Review of the reads – June 2018

Words by:
Yusef Sayed
Featured in:
June 2018

Yusef Sayed’s review of the reads
DULL MARGARET
BY JIM BROADBENT AND DIX

In an unusual career move, county born actor Jim Broadbent has turned his hand to writing, not a memoir of his life on screen but a graphic novel, a first collaboration with the illustrator Dix, best known for his Roll Up! Roll Up! strips in The Guardian.

Dull Margaret is inspired by a figure from Flemish folklore depicted in Pieter Bruegel the Elder’s painting Dulle Griet, a work admired by Broadbent. But in bringing Bruegel’s apocalyptic, vividly painted scene to new, gruesome life, Broadbent has acknowledged the influence of the Lincolnshire landscape of his upbringing on the story.

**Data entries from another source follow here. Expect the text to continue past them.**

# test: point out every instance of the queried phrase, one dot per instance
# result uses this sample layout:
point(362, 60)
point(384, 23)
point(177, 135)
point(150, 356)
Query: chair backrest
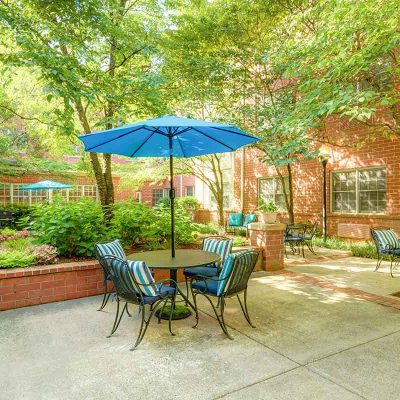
point(113, 248)
point(385, 238)
point(248, 219)
point(220, 245)
point(236, 272)
point(235, 219)
point(122, 278)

Dix lifts from Bruegel’s earthy and fiery imagery to create a murky coastal atmosphere. Margaret lives alone in a shack and survives by selling eels to the local townspeople. When she is cruelly tricked out of her money one market day, she vows to take her revenge. Concocting a broth of repellent ingredients, Margaret is given a premonition, that she can have riches or friendship but that she will lose both if she is unwilling to give one up. She soon encounters strange, lifeless figures on the water, familiar faces, whose dead weight nevertheless ignites her affections.

This is a graphic novel in more than one sense, and might not be considered suitable for younger readers. Broadbent clearly relishes telling his narrative in all its visceral, grim details.

Diverging from the macho male world-saving heroics of the more famous graphic novels and comic books, the story is shot through with a primal feminine power and forms a bleak depiction of a hardscrabble existence.

Broadbent does not hint at any novel writing talent in development here, perhaps something closer a storyboard for a film. The language is largely a series of grunts and repetitions of simple words, with Dix’s images foregrounded, carrying the reader along.

Published in July by Fantagraphics, Price £25.99 (hbk)

THE PERFECT NEIGHBOURS
BY RACHEL SARGEANT

The lives of a group of expat teachers are intertwined in this new thriller by Lincolnshire raised Rachel Sargeant. When Helen finally agrees to join her husband Gary, who teaches at the Niers International School in Germany, she is soon dispirited to find the accommodation less than idyllic and the domineering personality of her seemingly perfect, Stepford-like neighbour Louisa hard to bear.

Soon the impositions and curious behaviour of those around her force Helen to seek an escape at the local swimming baths where she meets the enigmatic and possibly dangerous Sascha. There are secrets and threats beneath the placid surface, with Sargeant creating an escalating sense of foreboding through snatches of conversation overheard.

There’s nothing novel in emphasising the shock of a murderous act by placing it in a privileged, civilised context – as Sargeant does here in the head teacher’s home, with one early image of a blood-soaked, split-necked cello like a visual equivalent of Psycho’s shrieking violin motif. But Sargeant also gets added impact from the surprising incidents and revelations to come by spending so long building a sense of curtain-twitching claustrophobia.

The plot develops from the spring months to a snowed-under December, adding to the sense of atmosphere, even if such devices are somewhat conspicuous. But Sargeant takes the mechanics of a good thriller and invests it with personal experience, having spent years in Germany herself. She evokes both the drab and devastating episodes in Helen’s existence with sharp detail, a cynical sense of humour and rising dread throughout.

A number of characters are developed effectively by Sargeant without the reader being at risk of losing track of any of them. And Sargeant certainly makes the plot twists almost impossible to second guess, but for the merest passing details, keeping the reader turning the page.